The ending would be dogshit... if only there were any dogs
The chapters in the second half have their own interesting details and other flaws, but the ending is what once again shows the potential of solarpunk without actually delivering on it. And it's all about how it handles (or rather, doesn't) its themes.
Eventually you open up the City's skyvault (why? It was never the goal), and in order to do so B12 sacrifices himself (why? Every time he's interacted with terminals or hacked stuff through the game, nothing dangerous happened to him). This leads to a “heartwrenching”, “heroic” ending in which we're supposed to care about the sudden sacrifice of a character who hijacked the whole story for his personal quest, and then pretended to do something big for all the citizens by opening the skyvault. Let me say this once again, just to make it crystal clear: nobody ever asked you or B12 to open the skyvault. It wasn't a goal, it wasn't a quest, there was nothing that indicated it could've even been a thing.

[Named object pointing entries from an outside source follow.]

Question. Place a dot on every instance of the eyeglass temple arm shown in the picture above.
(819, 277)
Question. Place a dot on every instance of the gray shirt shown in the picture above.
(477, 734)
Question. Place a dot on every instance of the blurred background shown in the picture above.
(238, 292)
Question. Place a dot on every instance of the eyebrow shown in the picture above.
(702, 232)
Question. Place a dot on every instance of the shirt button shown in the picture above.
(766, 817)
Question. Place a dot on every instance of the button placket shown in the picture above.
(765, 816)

B12 had a “heroic” sacrifice because the writers wanted the real main character to have a noble ending for everyone else's supposed benefit, even though there was nothing noble about it. B12 went from “I need to carry the memories of humanity with me” (a purpose that he makes up on the spot, since through the whole game he never motivates why he's looking to restore those memories of his) to “oops actually I'm going to die for zero :'(” literally minutes later.

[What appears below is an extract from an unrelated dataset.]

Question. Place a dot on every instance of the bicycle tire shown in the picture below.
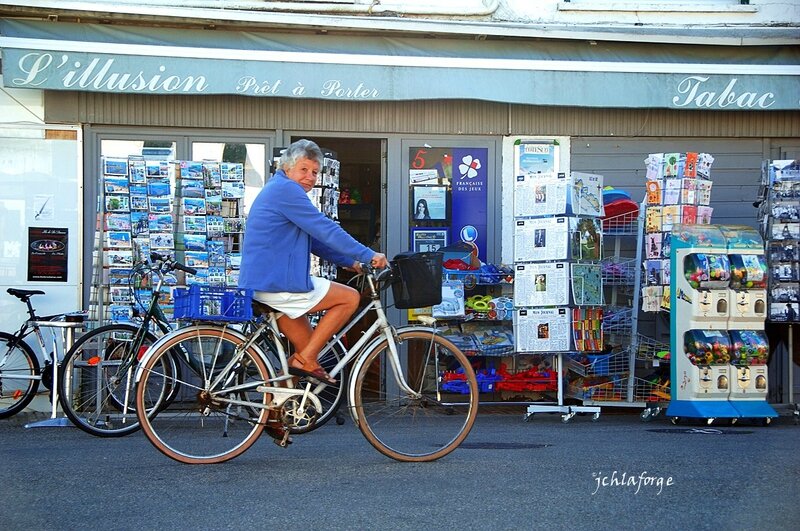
(197, 427)
(18, 369)
(93, 394)
(424, 427)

This could've been fixed with an afternoon's work by the writers: had the robots in the Slums and the City yearned to see the sky/sun/stars/clouds, rather than a generic “go outside”, the skyvault opening would've been ten times as powerful and meaningful. Instead we get a three-second clip of some puzzled robots and a fifteen minutes sequence of the skyvault opening in slow-mo. This moment could've been an insanely good thematic ending, had it been set up properly. It screamed wasted potential.
On the other hand, the Outside is never shown. There is nothing about Momo, Clementine, Doc, Zbaltazar and every other robot who fought and struggled and researched their whole lives to get outside; their arcs have no ending. The thing you've chased by playing the whole story is taken away from you, and then the cat just... leaves the city, as if nothing happened. There is no closure. The devs clearly had no idea what could've been outside the city, and yet chose to make half the game about getting there (the other half was collecting B12's mildly interesting memories).
Ah, and remember how the game started? In all this, the game has forgotten the actual premise of the whole story: finding your siblings! There could've been another three-seconds clip where some meowing calls for the cat and it jumps offscene, but no! This would've taken away from the actual main character B12 and his sacrifice, so it can't be allowed. There's even a slight screen flickering, as if to suggest that B12 uploaded himself into the City's system and therefore is still alive. Involuntarily (because the writers don't understand what actually evokes sadness), this waters down his sacrifice even more, as if it wasn't already forced and unwarranted; there are no real losses either.
All in all, the game as a whole is not terrible; it's fun to play and mildly entertaining, but the way the story is conducted and how the themes are botched so badly in the ending, it left me very frustrated.
In another universe, we're still in the Slums, adopted by a newfound, vibrant community that makes its own light in a world that has lost so much.